1143598 - High Resolution Profiling

Reporter

Description

•

10 years ago

The Gecko profiler maxes out at 1 ms sample interval. JS applications like Shumway and j2me.js try really hard to optimize startup time, which is basically in the < 1s range. Having only 1000 samples to work with is not very useful. Can we lower the sample interval? Even if this slows down the application considerably, if it produces a meaningful profile it would still be useful.

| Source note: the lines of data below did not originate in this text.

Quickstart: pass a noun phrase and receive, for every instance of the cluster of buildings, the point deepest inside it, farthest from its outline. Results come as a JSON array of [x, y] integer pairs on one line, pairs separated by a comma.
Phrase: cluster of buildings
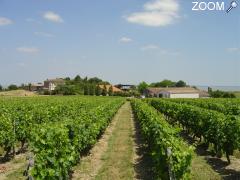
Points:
[[176, 92], [171, 92], [49, 85]]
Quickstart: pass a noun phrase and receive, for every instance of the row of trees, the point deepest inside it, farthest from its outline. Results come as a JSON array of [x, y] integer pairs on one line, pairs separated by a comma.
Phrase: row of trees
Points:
[[220, 94]]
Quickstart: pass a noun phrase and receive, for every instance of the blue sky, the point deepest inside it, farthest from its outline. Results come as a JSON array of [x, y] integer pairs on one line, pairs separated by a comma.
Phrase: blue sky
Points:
[[125, 41]]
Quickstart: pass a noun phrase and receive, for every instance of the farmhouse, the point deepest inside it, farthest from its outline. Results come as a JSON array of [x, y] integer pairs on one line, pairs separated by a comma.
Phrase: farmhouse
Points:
[[125, 87], [51, 84], [176, 92], [35, 87], [115, 89]]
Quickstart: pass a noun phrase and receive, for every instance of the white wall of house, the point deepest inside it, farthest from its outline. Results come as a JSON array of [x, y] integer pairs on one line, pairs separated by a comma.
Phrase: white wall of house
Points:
[[190, 95], [52, 86]]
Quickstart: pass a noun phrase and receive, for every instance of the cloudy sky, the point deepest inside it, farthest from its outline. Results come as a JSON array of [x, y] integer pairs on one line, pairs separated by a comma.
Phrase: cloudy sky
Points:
[[123, 41]]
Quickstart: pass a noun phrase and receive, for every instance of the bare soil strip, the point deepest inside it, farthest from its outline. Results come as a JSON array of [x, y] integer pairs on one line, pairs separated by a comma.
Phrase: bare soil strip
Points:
[[89, 165], [119, 154], [13, 169]]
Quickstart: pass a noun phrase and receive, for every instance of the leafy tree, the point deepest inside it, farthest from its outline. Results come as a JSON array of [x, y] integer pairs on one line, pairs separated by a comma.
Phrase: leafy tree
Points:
[[142, 87], [85, 79], [181, 84], [94, 80], [110, 91], [77, 79], [12, 87], [92, 89], [86, 90], [68, 79], [98, 91], [104, 91]]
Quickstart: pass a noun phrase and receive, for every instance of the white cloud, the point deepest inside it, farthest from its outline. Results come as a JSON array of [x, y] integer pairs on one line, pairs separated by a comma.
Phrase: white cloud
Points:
[[125, 40], [51, 16], [44, 34], [159, 50], [150, 47], [29, 50], [156, 13], [5, 21], [233, 50]]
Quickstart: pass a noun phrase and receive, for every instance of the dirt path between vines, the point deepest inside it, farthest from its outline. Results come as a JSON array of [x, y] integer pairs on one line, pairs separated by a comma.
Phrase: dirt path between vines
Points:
[[13, 169], [118, 154]]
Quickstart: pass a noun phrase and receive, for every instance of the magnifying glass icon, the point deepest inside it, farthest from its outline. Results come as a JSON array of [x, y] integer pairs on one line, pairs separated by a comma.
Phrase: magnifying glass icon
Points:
[[233, 4]]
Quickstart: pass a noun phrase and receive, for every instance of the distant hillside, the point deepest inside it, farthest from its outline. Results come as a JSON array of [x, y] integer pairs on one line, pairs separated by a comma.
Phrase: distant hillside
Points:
[[20, 93]]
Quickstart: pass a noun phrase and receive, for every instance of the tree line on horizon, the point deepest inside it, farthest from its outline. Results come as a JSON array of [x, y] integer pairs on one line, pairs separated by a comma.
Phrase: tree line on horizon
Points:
[[91, 86]]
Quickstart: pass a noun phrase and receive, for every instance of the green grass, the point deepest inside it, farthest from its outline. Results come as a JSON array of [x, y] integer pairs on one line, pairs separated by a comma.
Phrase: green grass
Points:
[[202, 171], [237, 93], [18, 174], [118, 159]]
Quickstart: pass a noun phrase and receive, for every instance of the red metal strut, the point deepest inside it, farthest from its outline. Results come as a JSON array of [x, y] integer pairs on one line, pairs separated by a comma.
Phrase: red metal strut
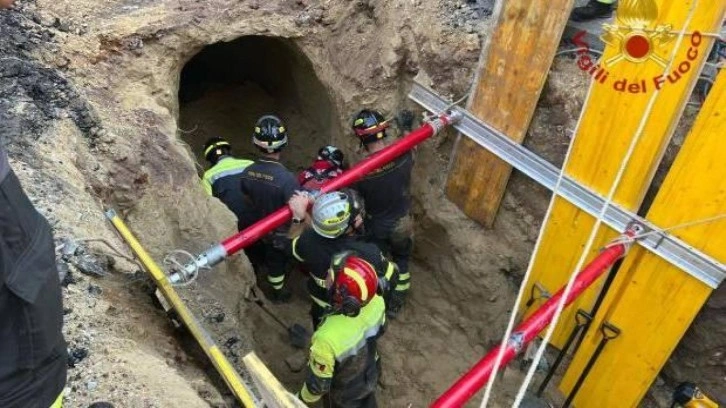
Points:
[[246, 237], [474, 379]]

Jordan Santell [:jsantell] [@jsantell]

Comment 1

•

10 years ago

We could make the customProfilerOptions[0] a preference for this, but not sure how small of an interval the nsIProfiler could handle https://github.com/mozilla/gecko-dev/blob/3bfd6947732ef41b734fa2be5b3e975a430575f5/browser/devtools/performance/modules/front.js#L409-L414

Markus Stange [:mstange]

Comment 2

•

10 years ago

On my machine (Mac), the limit seems to be around 0.02ms.

Shu-yu Guo [:shu]

Comment 3

•

10 years ago

I believe djvj is looking at increasing the frequency proper. I'm looking at decreasing the amount of work the sampler has to do per sample and the amount of space needed in the circular buffer for a single sample.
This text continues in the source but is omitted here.